One example of this can already be seen. JFK has always been the carrier’s US base, but it has now added some eastbound services out of Moncton in Canada, where CAL’s was the first B747 to land on the newly extended runway. “We initially expected demand mainly from the seasonal lobster and sea agriculture business,” admits Zagagi. “But we soon realised they could also pro-vide us with year-round cargo from other customers, for example in the oil and gas sector.”
The carrier is now looking at the possibility of a third destination in North America – perhaps Atlanta – and at other opportunities in South America, Africa and the Far East. “In years to come we expect to have more lines, but we will do so selectively,” says Zagagi. “We don’t want to duplicate the services of the bigger carriers, but we think that by being small and flexible we can take advantage of opportunities they do not.”
The B747-200Fs could come into play here, with one possibility being to base them in Africa. In this context it is interesting that LACHS – which until now has serviced only CAL – has just taken on its first third-party customer in the shape of Africa specialist ANA Aviation, which has recently moved its operations from Ostend. Zagagi admits that he might not be averse to developing some cooperation in this direction.
The possibility of basing aircraft in Africa also explains what otherwise might be a puzzling aspect of CAL’s expansion wish-list – the inclusion of the Middle East. Clearly geopolitical considerations limit the options for an Israeli company in this region, but the situation might be different for African-registered aircraft. Zagagi says the option of having the B747-400s EU-registered is also being considered.
As for the Far East, CAL already serves this market indirectly, feeding cargo from Asia to Liége via interline partners and then shipping it on to Tel Aviv. This gets over the problem of overflight bans imposed on Israeli carriers by its regional neighbours.
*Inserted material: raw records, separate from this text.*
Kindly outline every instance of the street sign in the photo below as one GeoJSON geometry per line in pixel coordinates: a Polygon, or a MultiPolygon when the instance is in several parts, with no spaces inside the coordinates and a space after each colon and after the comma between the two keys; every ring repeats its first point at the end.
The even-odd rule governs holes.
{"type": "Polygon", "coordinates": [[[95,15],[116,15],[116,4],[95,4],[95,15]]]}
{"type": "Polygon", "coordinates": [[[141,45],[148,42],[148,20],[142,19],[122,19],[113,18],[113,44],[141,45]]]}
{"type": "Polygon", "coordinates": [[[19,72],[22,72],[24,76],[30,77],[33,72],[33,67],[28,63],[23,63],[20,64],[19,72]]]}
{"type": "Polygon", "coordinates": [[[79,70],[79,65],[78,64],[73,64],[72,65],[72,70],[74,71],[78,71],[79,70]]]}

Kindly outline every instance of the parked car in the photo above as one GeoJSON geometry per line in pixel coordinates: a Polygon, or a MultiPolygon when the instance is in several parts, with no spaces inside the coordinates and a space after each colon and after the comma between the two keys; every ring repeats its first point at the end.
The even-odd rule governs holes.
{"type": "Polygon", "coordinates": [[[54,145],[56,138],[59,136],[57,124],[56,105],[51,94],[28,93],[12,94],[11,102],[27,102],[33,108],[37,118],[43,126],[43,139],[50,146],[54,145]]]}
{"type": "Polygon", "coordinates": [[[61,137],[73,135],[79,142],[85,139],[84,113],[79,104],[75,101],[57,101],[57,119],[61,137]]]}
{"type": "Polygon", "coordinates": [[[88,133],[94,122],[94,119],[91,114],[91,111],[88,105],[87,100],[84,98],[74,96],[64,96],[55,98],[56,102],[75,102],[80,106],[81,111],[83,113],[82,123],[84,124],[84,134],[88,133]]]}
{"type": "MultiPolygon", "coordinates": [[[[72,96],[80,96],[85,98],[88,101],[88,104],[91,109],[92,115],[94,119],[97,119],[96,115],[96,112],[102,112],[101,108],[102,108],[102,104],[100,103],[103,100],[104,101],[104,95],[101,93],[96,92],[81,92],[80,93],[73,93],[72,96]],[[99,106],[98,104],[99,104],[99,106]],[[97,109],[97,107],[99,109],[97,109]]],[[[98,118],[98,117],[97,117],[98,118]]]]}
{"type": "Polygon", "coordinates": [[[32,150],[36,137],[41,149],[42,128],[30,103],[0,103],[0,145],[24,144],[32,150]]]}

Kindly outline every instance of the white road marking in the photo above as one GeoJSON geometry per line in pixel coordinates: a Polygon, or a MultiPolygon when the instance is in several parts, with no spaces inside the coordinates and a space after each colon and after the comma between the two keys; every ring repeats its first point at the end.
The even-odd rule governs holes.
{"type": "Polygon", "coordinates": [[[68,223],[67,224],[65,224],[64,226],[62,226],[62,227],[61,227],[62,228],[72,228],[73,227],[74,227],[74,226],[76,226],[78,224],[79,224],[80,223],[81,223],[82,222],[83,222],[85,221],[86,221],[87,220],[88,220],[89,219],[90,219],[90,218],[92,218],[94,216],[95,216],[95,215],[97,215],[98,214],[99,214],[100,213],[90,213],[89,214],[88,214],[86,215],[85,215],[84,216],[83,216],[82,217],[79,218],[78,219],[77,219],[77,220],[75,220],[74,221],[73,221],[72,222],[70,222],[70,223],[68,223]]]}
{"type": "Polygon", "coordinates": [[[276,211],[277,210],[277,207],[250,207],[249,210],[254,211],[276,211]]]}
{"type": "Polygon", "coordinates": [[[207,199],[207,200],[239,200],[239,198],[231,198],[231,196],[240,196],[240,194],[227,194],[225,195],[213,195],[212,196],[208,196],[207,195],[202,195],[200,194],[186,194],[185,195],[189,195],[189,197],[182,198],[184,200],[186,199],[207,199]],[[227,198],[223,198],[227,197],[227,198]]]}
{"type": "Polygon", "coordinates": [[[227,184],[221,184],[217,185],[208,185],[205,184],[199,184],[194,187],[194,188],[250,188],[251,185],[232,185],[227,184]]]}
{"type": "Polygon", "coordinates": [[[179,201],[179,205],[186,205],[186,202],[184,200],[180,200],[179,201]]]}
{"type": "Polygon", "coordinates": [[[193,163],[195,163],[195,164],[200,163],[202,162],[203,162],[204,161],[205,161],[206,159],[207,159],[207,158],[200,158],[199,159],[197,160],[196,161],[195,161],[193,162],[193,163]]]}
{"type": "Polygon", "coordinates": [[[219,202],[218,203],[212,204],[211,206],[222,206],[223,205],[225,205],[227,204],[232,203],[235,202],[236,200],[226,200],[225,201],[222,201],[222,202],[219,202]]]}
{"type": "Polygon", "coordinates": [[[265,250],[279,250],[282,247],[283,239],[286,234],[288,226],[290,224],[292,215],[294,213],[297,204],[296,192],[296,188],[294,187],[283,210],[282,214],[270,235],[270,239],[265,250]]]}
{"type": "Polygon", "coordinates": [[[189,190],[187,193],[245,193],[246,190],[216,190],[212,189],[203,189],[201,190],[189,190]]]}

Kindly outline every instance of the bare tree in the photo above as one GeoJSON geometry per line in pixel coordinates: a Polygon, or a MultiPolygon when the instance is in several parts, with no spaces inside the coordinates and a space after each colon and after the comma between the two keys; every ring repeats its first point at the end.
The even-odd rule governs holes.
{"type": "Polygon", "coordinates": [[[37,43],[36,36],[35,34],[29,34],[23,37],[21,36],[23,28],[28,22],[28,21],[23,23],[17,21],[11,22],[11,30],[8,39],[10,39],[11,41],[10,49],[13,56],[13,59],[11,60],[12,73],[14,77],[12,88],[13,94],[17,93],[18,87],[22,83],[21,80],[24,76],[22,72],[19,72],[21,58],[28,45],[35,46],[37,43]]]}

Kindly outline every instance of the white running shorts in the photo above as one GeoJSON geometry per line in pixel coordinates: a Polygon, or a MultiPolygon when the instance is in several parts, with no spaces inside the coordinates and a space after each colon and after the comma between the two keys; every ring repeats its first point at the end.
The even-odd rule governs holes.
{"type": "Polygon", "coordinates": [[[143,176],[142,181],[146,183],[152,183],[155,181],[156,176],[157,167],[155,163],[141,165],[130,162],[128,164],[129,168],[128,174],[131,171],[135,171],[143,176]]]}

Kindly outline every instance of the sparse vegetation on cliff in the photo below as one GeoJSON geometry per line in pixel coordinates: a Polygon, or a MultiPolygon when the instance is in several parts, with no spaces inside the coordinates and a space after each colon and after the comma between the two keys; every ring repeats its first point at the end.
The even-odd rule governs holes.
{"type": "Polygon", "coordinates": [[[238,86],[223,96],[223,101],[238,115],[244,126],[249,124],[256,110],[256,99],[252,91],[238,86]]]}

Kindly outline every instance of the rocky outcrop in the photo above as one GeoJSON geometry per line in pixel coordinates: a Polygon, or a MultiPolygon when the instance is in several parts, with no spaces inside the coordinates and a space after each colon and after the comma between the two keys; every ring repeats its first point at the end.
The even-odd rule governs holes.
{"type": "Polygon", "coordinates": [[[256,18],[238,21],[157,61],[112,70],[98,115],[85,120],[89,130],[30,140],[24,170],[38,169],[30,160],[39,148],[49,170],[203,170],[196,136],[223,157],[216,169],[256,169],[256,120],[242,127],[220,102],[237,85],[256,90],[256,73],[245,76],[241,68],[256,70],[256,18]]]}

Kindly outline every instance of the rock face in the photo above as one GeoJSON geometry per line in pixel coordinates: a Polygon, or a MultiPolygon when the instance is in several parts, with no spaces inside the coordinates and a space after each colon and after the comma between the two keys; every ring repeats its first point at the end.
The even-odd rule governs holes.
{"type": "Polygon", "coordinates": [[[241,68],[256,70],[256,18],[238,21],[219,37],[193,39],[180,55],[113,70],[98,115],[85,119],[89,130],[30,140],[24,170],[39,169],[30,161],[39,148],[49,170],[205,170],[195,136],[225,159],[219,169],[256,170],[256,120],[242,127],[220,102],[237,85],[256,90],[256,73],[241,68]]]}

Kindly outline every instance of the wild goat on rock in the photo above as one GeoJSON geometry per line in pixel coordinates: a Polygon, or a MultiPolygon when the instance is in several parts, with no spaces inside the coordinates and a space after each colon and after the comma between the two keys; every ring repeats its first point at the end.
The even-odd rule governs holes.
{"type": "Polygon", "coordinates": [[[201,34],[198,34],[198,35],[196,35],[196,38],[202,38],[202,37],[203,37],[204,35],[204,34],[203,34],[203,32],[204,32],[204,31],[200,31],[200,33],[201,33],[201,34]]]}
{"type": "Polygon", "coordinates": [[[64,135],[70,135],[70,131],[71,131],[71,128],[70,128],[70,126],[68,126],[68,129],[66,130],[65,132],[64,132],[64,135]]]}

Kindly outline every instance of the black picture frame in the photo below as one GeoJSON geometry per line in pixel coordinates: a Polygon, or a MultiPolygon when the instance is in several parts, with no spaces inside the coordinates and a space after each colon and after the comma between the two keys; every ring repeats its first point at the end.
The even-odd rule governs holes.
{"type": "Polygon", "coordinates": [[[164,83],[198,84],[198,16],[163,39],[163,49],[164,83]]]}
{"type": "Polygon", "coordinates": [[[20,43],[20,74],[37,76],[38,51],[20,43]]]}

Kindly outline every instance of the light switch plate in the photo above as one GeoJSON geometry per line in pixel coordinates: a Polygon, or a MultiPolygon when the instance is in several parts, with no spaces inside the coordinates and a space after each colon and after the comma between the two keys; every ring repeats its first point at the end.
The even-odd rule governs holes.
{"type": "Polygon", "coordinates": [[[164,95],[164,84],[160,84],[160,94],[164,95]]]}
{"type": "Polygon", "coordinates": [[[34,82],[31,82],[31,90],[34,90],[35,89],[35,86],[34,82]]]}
Not all aspects of Israel’s political position are a disadvantage, however. While many Western carriers have had to introduce new security measures in the wake of 9/11, tight security has always been part of CAL’s DNA. Zagagi says this can help to win sensitive or valuable charter business.
“Our procedures and processes in conjunction with the Israel authorities are extremely rigorous, and we also have to be very sensitive about what we carry and where we fly to and from. But that gives us a critical advantage with some types of customer,” he says.
CAL is IOSA-registered, has ISO-9000 for its LACHS operations, has EQUIP (Enhanced Qualified User Program) accreditation from CSafe, and is recognised as a Quality Equipment Provider (QEP) by Envirotainer. The last of these even chose LACHS to be its Liége station.
Armed with all these advantages, Zagagi remains optimistic about the future, saying that while the growth of long-haul belly capacity is a threat “we don’t think it is terrible.
“We will continue putting the emphasis on our verticals and looking for the more lucrative opportunities,” he says. “We do carry general cargo of course, but our focus will be on the higher yield areas that only freighters can serve.”